If the Deetzes were more normal, the Maitlands wouldn't need Betelgeuse's help to scare them, because who would want to stay in a house after the spirits of the dead have taken control of their body and made them perform a Harry Belafonte tune, a performance that ends with the shrimp in their bowls turning into fingers on monstrous hands that grab them by the face and knock them to the ground? Once I'm grabbed by a shrimp monster, I'm leaving town. Not the Deetzes, though. That event just makes them want to capture the Maitlands and exploit them.
So we have Betelgeuse hanging around, and this guy isn't exactly helpful, because he has his own perverted agenda. He wants to marry the underage Lydia. He's a major creep, but as played by Michael Keaton he is also hilarious, bouncing across the screen with manic energy, acting inappropriately and letting loose with angry outbursts. I've hardly watched Beetlejuice in the last twenty-five years, but many of Betelgeuse's scenes remained in my mind as clearly as if I had watched them the day before. The moment when hocks a loogie inside his coat to save it for later, his claim that he has watched The Exorcist 167 times (and finds it funnier every time). Betelgeuse takes up residence in Adam's Winter River model for much of the film, and there's a scene where he kicks over a tree and yells up at Adam, "Nice f--kin' model!" He then squeezes his crotch, which lets out a honking sound... It's a funny moment now, and it's a moment I loved even when I was 4.

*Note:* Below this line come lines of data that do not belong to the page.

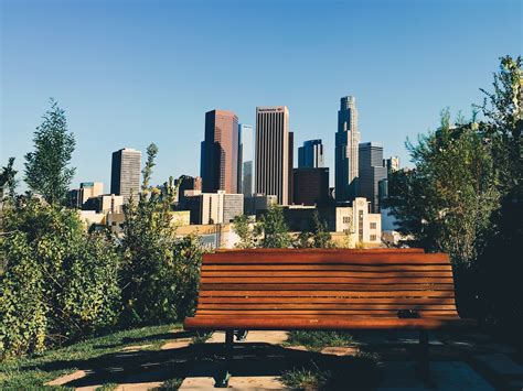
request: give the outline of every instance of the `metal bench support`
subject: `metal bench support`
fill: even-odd
[[[417,372],[421,380],[429,380],[430,366],[428,352],[428,332],[419,330],[419,347],[418,347],[418,362]]]
[[[231,378],[230,368],[233,362],[233,349],[234,349],[234,332],[225,332],[225,362],[223,368],[221,368],[220,373],[216,379],[215,388],[227,388],[228,379]]]

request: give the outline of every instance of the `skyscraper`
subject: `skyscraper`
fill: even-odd
[[[298,169],[321,169],[324,165],[321,140],[307,140],[298,148]]]
[[[380,182],[387,178],[383,166],[383,146],[376,142],[360,144],[359,196],[371,203],[371,211],[380,213]]]
[[[399,170],[399,158],[391,156],[383,160],[383,166],[387,169],[387,173],[393,173]]]
[[[357,148],[361,140],[357,131],[356,99],[341,98],[335,133],[335,198],[353,200],[357,194]]]
[[[129,197],[137,199],[140,189],[141,152],[124,148],[113,152],[110,169],[110,193],[124,196],[127,204]]]
[[[254,193],[254,128],[239,124],[238,193],[249,197]]]
[[[236,194],[238,186],[238,118],[232,111],[205,113],[201,151],[202,191]]]
[[[289,110],[286,106],[256,108],[256,193],[276,195],[278,204],[288,205]]]

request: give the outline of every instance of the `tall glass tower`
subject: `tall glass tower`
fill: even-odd
[[[335,199],[353,200],[357,194],[357,148],[361,135],[357,131],[356,99],[341,98],[335,133]]]

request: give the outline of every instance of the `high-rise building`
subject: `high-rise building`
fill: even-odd
[[[329,169],[293,170],[293,204],[323,205],[329,202]]]
[[[357,194],[357,146],[361,135],[357,130],[356,99],[341,98],[335,133],[335,198],[353,200]]]
[[[255,191],[276,195],[280,205],[289,202],[292,166],[289,159],[290,138],[286,106],[256,108]]]
[[[68,193],[68,205],[75,208],[82,208],[90,197],[104,194],[104,184],[102,182],[82,182],[79,188],[73,188]]]
[[[360,144],[359,196],[370,202],[371,211],[380,211],[380,182],[387,178],[383,166],[383,145],[376,142]]]
[[[238,118],[232,111],[205,113],[201,152],[202,191],[235,194],[238,187]]]
[[[124,148],[113,152],[110,169],[110,193],[124,197],[127,204],[129,197],[137,199],[140,189],[141,152]]]
[[[254,128],[239,124],[238,193],[246,197],[254,193]]]
[[[387,169],[387,173],[393,173],[399,170],[399,158],[391,156],[383,160],[383,166]]]
[[[289,132],[289,196],[287,204],[292,204],[292,197],[295,195],[295,176],[292,175],[292,169],[295,167],[295,132]]]
[[[324,166],[321,140],[308,140],[298,148],[298,169],[319,169]]]

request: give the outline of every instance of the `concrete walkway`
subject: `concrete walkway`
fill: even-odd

Burton and I have kind of parted ways as his career has gone on, but Beetlejuice was him at peak brilliance. He brought this wacky story to the screen with unique, jaw-dropping style, achieving a look that's simultaneously low rent and amazing. No other director in the world would have made this film in the way Burton made it. Aiding him in achieving greatness with this one was the awesome cast he assembled, and composer Danny Elfman, who allowed Burton to pair his imagery with one of the most memorable scores of all time.
Beetlejuice originated as a very dark idea from Larry Wilson and Michael McDowell, but once rewritten by Warren Skaaren and filtered through Burton's vision, it reached the screen in a state of perfection, even if the finished film is much lighter than Wilson and McDowell intended. Keaton's Betelgeuse just seems a lot more entertaining to me than a homicidal rapist winged demon. I can tell you that 4-year-old Cody wouldn't have enjoyed the movie nearly as much if that had been the Betelgeuse on the screen in front of him instead of the undead used car salesman the character ended up being.
Monsters, ghouls, old school special effects, a mixture of darkness and humor - this is the sort of thing I love, so I hope Beetlejuice was the first movie I ever saw in a theatre.